Over the last 32 years, I have encountered any number of people who had heard that “you don’t need a lawyer to …,” so, they did. This is particularly true in the Medicaid Benefits area. You do not need a lawyer to file an application for this special form of government relief. But, doing something because you “can” is not the same as doing what you “should.”

In the Medicaid benefits environment, applications filed without legal help often result from the advice of a caring involved person who just wants to help the family. Often, this person is a nursing home bookkeeper or administrator who, having seen many applications in the past, knows the form is designed to be “user friendly” and is more than happy to help.

But, beware, there are two things everyone has to remember when accessing these state/federal benefits. First, the Medicaid Application is a statement made under oath. What this means is that you can go to jail for lying and you can be sued for fraud if you don’t tell the whole truth. The door looks easy to open, but just touching the doorknob makes you extra responsible for telling the complete truth.

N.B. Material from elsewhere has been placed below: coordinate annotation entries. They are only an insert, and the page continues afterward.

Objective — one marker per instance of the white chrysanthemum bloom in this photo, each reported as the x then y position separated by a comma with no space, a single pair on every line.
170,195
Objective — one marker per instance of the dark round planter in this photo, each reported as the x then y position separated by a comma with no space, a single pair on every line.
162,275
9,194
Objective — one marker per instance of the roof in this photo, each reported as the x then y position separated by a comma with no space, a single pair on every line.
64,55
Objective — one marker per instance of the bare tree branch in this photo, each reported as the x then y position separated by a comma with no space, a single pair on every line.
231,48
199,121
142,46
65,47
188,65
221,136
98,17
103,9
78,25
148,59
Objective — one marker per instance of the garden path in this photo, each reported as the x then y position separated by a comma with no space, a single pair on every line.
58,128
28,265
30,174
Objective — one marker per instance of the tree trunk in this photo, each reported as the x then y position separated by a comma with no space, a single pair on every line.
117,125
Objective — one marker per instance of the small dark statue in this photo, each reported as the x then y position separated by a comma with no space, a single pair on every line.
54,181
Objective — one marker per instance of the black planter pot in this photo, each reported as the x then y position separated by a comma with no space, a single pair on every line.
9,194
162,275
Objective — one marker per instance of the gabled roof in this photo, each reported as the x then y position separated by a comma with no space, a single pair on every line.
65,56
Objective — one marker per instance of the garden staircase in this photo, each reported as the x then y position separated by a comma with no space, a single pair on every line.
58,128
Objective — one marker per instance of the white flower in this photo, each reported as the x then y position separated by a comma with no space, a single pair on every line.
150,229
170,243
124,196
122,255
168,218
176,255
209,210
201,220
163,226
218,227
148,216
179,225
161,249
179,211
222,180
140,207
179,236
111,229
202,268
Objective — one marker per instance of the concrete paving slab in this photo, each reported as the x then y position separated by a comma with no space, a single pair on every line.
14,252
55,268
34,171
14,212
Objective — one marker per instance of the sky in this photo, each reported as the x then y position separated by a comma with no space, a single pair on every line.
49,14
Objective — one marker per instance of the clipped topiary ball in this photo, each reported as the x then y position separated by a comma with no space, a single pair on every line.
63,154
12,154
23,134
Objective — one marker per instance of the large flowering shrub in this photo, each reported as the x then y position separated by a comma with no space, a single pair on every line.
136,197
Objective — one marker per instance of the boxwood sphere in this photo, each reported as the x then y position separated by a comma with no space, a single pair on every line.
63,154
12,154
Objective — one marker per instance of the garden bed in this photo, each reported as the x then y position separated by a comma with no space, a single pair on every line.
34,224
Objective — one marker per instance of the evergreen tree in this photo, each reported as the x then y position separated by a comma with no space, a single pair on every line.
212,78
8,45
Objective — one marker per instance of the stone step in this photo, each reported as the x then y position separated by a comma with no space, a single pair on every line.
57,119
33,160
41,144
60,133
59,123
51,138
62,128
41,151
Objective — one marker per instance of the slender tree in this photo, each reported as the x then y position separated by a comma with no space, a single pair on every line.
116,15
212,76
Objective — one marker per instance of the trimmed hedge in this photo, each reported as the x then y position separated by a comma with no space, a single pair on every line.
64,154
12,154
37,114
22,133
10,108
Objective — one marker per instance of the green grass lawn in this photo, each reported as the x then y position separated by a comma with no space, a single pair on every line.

The second thing to bear in mind is that the set of forms represent volumes of law that look more like a maze when viewed from above than like the doorway you see at the Application stage. A few hours on the internet, or a casual experience base with the forms, does not provide a bird’s eye view. It takes Elder Law Attorneys years of law school to begin their training as competent professionals in this area. This means that it is possible to “tell the truth” and still be effectively lying because you do not know what the law says the form is actually asking you. The result can be months of private pay care followed by a denial you did not see coming. In the case of Medicaid Benefits, having competent legal advice is important.